そのあと、相手の了解を取ってから、今聞いたお話をみんなの前で発表します。
合間合間に、スタッフによる詩の朗読をはさみながら、相手を変えていきながら、ワークショップは進んでいきます。
二人組がそれぞれ、お母さんと子どもの役になり、駄々をこねる子どもにいろいろなパターンで対応してみるワークでは、迫真の演技で
子どもになりきる人もいて、本当に楽しい雰囲気の中でワークショップは進行していきました。
終わってからの感想では、子ども役になった人から、子どもの気持ちがよく分かった…という感想が多く聞かれました。

●抱っこ法って何?
そのようなワークの中に、もちろん抱っこ法についての具体的な説明も盛り込まれています。
泣くことの大切さ、涙の中にはストレス物質を排出する副腎皮質ホルモンが含まれているということや、泣くことにより脳内からも不安や発作の神経反応をやわらげる物質が分泌されるということなど…へぇ〜〜そうなんだ〜〜と驚かされるようなお話ばかりでした。
また、泣いている子どもへの親の対応の違いが与える心理的影響についても、改めて納得させられるお話が続きます。
その中身のすべてについて、ここで書き表すことはとてもできませんが、私が一番心に響いたのは、子どもの心を大切に感じるということは、親の心も癒し、快復への道筋を作りだすということでした。
これまで、さまざまな自己肯定ワークや講演会などを学んできましたが、子どもの行動を分析するだけのものであったり、また大人に対しては自分自身を振り返り、その課題を克服するためのものがほとんどだったのですが、抱っこ法は子どもの行動を理解することによって、親のストレスにも自ら気づき、親も子もともに癒されるという内容のものに出会ったのは初めてだったのです。

●もっと知りたい!
 結局、予定の時間を大幅にオーバーし(約1時間も!)最後に、最初に話をした相手ともう一度二人一組になり、今日の感想を話し合って、
ワークショップは無事に終了しました。
 参加したほとんどのみなさんからは、もっともっと抱っこ法について知りたい!という声が多く聞こえてきました。
 幸い、来年1月には、今回よりも多くの皆さんに抱っこ法に触れていただくための講演会を予定しています。
 2回目の人はもちろん、初めて抱っこ法に触れる方にも理解していただける内容になっているそうです。
 今回、定員オーバーでお断りした方はもちろんですが、本当にたくさんの人たちに、抱っこ法に触れてもらいたい、また講師の七野さんの温かい人柄にも接してもらいたい!
 スタッフ全員が心からそう感じています。

●内緒・・・
 さて、大いに盛り上がった午前中のワークショップの後で、講師やアシスタントスタッフのみなさんには、事務所でこちらのスタッフと一緒に昼食を取っていただきました。
 そのあと、「お世話をしてくださるスタッフの方たちに、スペシャルワークをしてあげましょう。
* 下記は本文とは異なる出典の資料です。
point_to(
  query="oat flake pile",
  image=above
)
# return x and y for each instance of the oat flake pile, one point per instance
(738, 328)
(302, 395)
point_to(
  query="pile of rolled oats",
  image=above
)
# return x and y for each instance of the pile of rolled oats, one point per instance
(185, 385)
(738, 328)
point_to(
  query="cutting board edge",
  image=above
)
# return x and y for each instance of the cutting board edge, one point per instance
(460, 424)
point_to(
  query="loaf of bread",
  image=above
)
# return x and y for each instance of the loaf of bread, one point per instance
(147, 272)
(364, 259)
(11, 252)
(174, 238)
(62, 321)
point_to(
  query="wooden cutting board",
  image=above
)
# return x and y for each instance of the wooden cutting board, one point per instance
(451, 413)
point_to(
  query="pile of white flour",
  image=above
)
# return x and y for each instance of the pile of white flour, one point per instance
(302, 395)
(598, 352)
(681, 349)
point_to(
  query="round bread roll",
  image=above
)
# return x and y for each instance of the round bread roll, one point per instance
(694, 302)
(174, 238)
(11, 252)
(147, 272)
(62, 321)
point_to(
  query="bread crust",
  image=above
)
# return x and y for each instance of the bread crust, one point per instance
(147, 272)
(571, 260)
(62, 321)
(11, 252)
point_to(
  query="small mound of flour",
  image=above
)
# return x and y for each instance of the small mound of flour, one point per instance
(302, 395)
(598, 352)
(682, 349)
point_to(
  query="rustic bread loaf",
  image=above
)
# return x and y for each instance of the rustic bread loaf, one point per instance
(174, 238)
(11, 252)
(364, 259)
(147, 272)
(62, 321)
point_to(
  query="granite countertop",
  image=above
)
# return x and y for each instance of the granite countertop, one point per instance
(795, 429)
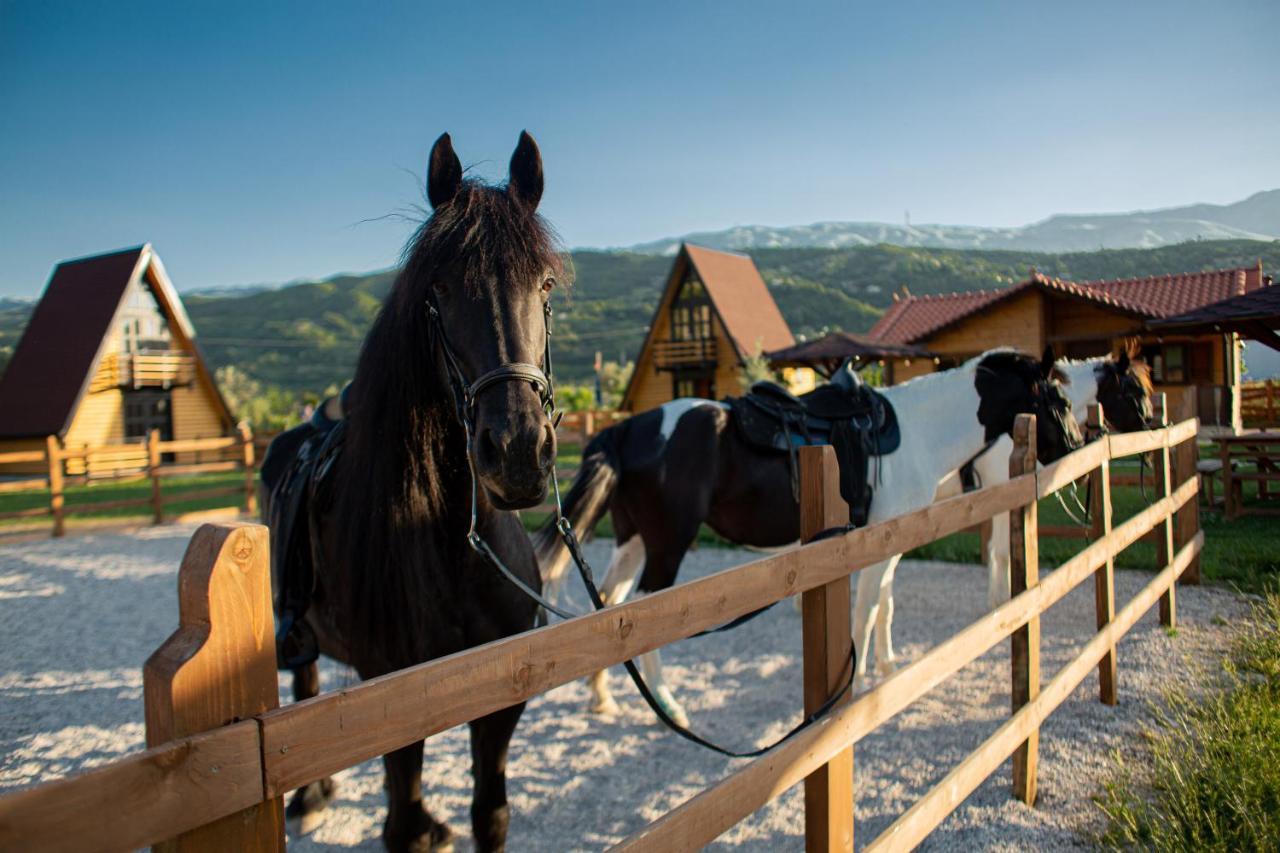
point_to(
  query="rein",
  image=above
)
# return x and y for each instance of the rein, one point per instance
(464, 400)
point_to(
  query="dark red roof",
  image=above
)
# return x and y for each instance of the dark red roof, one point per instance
(1155, 296)
(743, 300)
(56, 354)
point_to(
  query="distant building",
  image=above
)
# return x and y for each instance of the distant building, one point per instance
(1082, 320)
(109, 355)
(713, 315)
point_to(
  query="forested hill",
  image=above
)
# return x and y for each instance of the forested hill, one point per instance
(305, 337)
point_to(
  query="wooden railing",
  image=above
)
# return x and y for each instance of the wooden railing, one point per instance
(145, 370)
(147, 460)
(1260, 404)
(219, 747)
(676, 354)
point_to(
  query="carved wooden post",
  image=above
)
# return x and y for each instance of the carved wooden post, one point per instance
(54, 455)
(1187, 521)
(1165, 530)
(1024, 574)
(1104, 579)
(828, 792)
(154, 471)
(219, 667)
(247, 459)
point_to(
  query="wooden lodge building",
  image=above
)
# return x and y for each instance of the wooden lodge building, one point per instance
(1082, 320)
(108, 355)
(714, 314)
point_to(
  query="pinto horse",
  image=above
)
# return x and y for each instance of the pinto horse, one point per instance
(668, 470)
(447, 432)
(1120, 383)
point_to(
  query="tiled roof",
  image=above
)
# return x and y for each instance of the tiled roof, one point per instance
(1152, 297)
(743, 300)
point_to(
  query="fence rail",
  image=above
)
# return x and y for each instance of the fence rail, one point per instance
(232, 452)
(242, 769)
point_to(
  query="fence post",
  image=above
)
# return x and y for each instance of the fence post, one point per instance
(154, 473)
(828, 792)
(53, 454)
(247, 459)
(219, 667)
(1024, 574)
(1165, 532)
(1104, 579)
(1187, 521)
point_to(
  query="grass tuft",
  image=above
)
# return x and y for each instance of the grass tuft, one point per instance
(1214, 778)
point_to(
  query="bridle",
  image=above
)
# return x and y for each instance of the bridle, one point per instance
(465, 395)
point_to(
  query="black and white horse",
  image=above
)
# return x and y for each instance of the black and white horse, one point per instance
(1120, 383)
(666, 471)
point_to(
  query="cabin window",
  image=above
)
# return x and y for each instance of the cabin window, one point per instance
(147, 410)
(691, 313)
(1168, 363)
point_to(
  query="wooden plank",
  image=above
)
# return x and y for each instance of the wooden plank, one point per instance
(1162, 469)
(26, 486)
(219, 667)
(1104, 579)
(705, 816)
(1069, 469)
(944, 798)
(54, 455)
(828, 792)
(1024, 574)
(319, 737)
(140, 799)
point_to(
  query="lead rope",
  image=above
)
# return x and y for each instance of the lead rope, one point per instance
(464, 400)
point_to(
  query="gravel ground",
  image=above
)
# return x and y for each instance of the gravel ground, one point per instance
(80, 615)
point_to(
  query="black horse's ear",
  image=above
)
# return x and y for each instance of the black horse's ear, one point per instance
(443, 172)
(526, 172)
(1047, 361)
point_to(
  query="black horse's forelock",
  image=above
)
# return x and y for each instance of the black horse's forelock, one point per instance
(403, 502)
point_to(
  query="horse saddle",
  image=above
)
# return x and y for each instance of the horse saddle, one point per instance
(296, 477)
(856, 420)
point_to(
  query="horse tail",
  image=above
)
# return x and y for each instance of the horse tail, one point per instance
(584, 505)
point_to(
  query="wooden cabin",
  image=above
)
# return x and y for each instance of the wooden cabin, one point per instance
(1083, 320)
(108, 355)
(714, 314)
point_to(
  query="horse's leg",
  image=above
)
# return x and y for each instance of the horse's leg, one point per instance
(885, 658)
(865, 612)
(997, 561)
(408, 825)
(309, 802)
(625, 566)
(490, 737)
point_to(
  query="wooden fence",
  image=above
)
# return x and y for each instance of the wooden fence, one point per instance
(222, 755)
(1260, 404)
(229, 452)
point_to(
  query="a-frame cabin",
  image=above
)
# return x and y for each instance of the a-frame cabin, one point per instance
(109, 354)
(714, 313)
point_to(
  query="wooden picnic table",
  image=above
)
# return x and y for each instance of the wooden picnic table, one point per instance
(1249, 457)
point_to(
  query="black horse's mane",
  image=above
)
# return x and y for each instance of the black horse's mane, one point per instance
(402, 492)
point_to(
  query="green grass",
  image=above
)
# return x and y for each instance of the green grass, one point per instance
(1212, 781)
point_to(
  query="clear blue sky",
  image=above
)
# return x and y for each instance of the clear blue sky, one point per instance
(263, 142)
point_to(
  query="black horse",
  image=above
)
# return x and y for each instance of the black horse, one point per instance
(370, 520)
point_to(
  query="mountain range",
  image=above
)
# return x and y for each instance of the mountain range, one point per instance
(1255, 218)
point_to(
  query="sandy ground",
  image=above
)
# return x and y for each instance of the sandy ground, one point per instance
(78, 616)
」という七野さんのご好意で、会員のYさん親子にモデルケースになってもらって、スタッフだけのスペシャルワークをしていただきました。
 その中身は・・・とてもこの紙面では書ききれない感動的なものだったのですが・・・
 今回は内緒・・・ということにしておきましょう。
 今は、1月に再び七野さんにお会いできる日をスタッフ一同首を長くして待っているのです。